Why Kia Nurse's recent run of success should translate to Canadian Olympic team
4th-ranked squad enters Tokyo with medal hopes, says North Courts panel
A near-decade of Canadian women's basketball success has built to Tokyo 2020.
The fourth-ranked team is eyeing the podium after consecutive quarter-final appearances at London 2012 and Rio 2016, including a tough five-point loss to France in the latter.
In between those two tournaments, Canada won gold at the 2015 Pan Am Games in Toronto, led by a young Kia Nurse.
In the latest episode of CBC Sports video series North Courts, panellists Vivek Jacob, Meghan McPeak and Jevohn Shepherd discuss why Nurse's recent run of WNBA success with the Phoenix Mercury could portend good things for Canada at the Tokyo Olympics. The trio also picks their starting fives for the team, and shouts out newly named U of T women's basketball head coach Tamara Tatham.
WATCH | North Courts crew breaks down Canada's women's Olympic chances:
McPeak, who worked on TSN's all-women's broadcast with Nurse for a Toronto Raptors game in March, said it's the guard's work ethic that stands out.
"She was doing some of her training at the OVO Centre and I was actually there for testing and I knew she was there so I popped over to say hi and before I went in the door, she was putting in work from beyond the arc. And in, I believe it was six of the shots she took, I don't think she missed one," McPeak recalled.
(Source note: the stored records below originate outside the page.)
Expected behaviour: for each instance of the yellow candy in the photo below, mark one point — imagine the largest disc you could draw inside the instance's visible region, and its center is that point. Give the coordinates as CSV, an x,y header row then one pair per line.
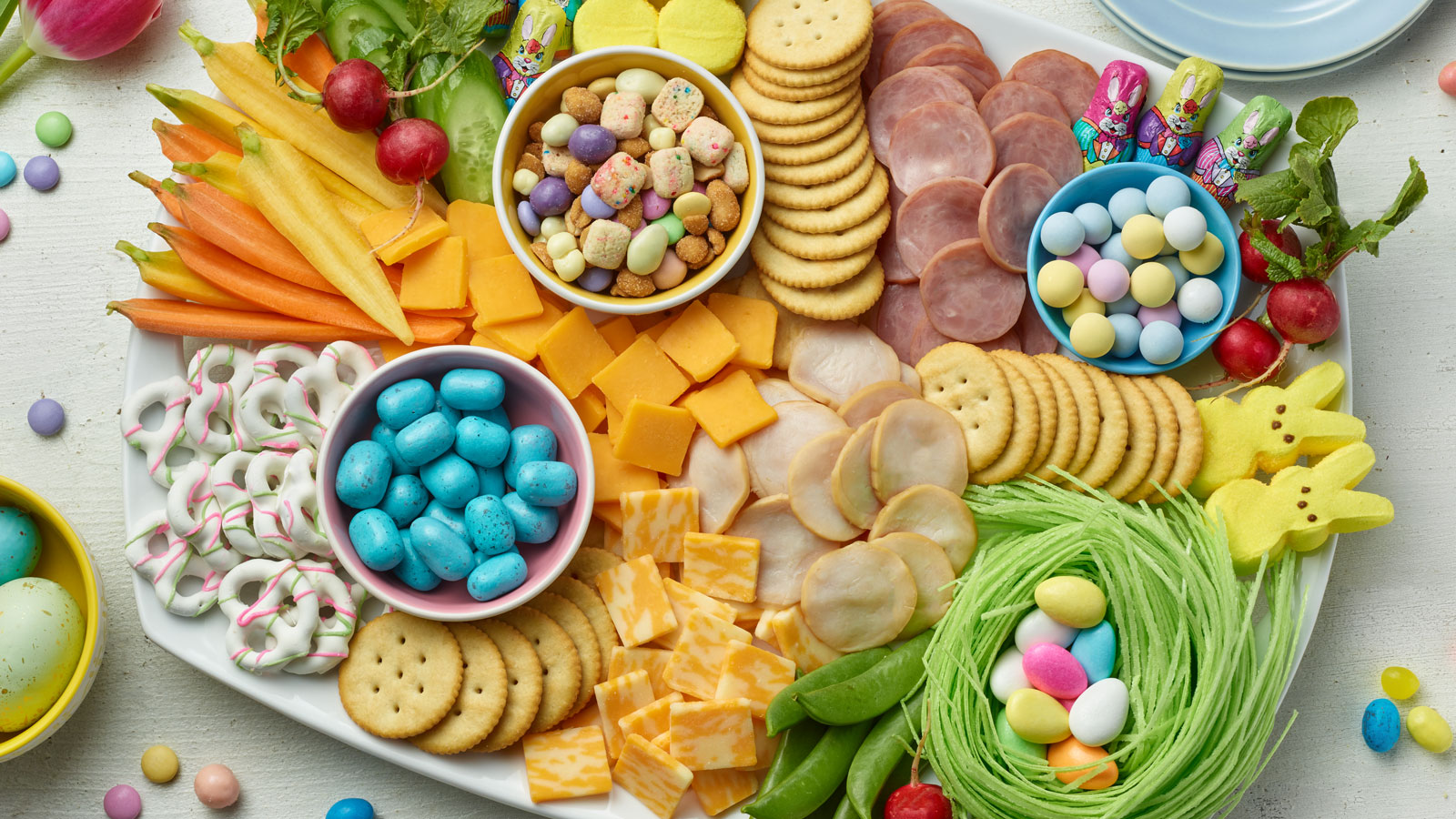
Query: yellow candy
x,y
1205,258
1154,285
1143,237
1429,729
1400,682
1092,337
1059,283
The most unlikely of those was a game-winning buzzer-beater where Nurse Euro-stepped from just over halfcourt to hand Phoenix a victory.
"It's a credit not only to the fact that she's rising to the occasions. She's playing in less pain, but she's also putting in the work not just for her time with the Phoenix Mercury in the WNBA, but she knows that that work is going to translate with Team Canada because when it comes to the international play of game, that three-point shot is going to be so important and so lethal," McPeak said.
WATCH | Nurse's buzzer-beater and more from 2021 season:
Nurse's three-point threat should only open the court up for the Canadian team in Tokyo, forcing opponents to defend from the arc to the key.
Both Nurse and fellow WNBAer Bridget Carleton, of the Minnesota Lynx, appeared on all three panellists' starting fives for a team expected to get over the quarter-final hump and play for a medal.
"Now there's a bulls-eye on your back, teams are gunning for you. You've been top four," Shepherd said of Canada's recent run.
"We know that this team is going to be well-coached, we know that this team has a wide pool of talent, but now you're the top gun and teams are going to be going after you right from the get-go."
In the Canadians' way will be top-three teams U.S., Australia and Spain, the latter of which is grouped with Canada for round-robin play in Tokyo.